= Crawford burner =

Solid rocket fuel burn rate tester

A Crawford burner is a device used to test burn rate of solid propellants under different high-pressure conditions. It is also known as a Crawford bomb, Crawford strand burner, or strand burner.

A Crawford burner consists of a small pressure vessel in which a thin bar of propellant to be tested is mounted on a stand. The bar is coated with an external coating so that burning cross-sectional surface is restricted. The propellant is ignited at one end and burned to the other end. Wires are embedded in the propellant at certain intervals of distance so that when the propellant burning reaches the wire, it sends off electrical signals. These wires are connected to a chronometer and the electrical signals are recorded at different time intervals so that burning rate can be measured.

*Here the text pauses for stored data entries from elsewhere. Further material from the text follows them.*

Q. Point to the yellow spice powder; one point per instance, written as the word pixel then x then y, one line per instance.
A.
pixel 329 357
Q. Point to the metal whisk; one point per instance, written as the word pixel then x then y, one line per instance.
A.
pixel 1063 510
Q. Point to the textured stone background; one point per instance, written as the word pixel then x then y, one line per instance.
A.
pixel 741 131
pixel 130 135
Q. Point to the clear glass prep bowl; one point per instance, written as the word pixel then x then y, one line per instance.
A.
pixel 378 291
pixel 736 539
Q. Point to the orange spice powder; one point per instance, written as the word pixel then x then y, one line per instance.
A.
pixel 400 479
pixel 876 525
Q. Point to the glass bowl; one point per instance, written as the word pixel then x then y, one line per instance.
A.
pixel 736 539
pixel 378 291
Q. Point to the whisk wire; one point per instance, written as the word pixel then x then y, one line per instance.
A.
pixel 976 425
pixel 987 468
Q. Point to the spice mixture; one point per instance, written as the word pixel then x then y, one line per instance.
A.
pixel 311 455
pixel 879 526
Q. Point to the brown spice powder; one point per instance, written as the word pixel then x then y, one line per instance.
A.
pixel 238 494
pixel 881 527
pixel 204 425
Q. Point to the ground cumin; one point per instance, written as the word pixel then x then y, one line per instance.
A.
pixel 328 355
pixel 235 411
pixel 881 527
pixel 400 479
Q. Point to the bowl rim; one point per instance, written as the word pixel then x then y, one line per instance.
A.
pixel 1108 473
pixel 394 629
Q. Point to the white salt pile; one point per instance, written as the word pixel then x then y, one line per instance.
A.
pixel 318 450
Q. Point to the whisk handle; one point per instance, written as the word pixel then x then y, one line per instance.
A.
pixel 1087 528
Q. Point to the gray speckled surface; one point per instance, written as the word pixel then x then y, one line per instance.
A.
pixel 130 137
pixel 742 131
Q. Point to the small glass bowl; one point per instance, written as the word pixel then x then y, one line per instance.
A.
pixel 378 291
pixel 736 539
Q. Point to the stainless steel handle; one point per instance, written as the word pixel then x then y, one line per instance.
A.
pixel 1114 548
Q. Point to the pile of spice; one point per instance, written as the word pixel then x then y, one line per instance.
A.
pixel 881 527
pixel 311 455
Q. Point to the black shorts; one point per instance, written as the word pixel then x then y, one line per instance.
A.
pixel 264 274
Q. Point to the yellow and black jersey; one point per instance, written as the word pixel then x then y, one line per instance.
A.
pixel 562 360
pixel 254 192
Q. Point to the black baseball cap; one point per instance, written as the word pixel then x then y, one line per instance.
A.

The pressure vessel is usually filled with an inert gas like nitrogen to a high pressure, between 1 and ~100 atm.

The burning rate measured from a strand burner is typically 4 to 12% less than actual burning rate observed in rockets. This is because the high temperature conditions in actual rockets are not simulated. The heat transfer characteristics are also different. Nevertheless, the strand burner experiment is easy to perform, can be repeated, and gives a qualitative relation of the burning rate to the pressure. While not directly measured, the temperature sensitivity of burning rate is usually calculated from data obtained from the strand burner test.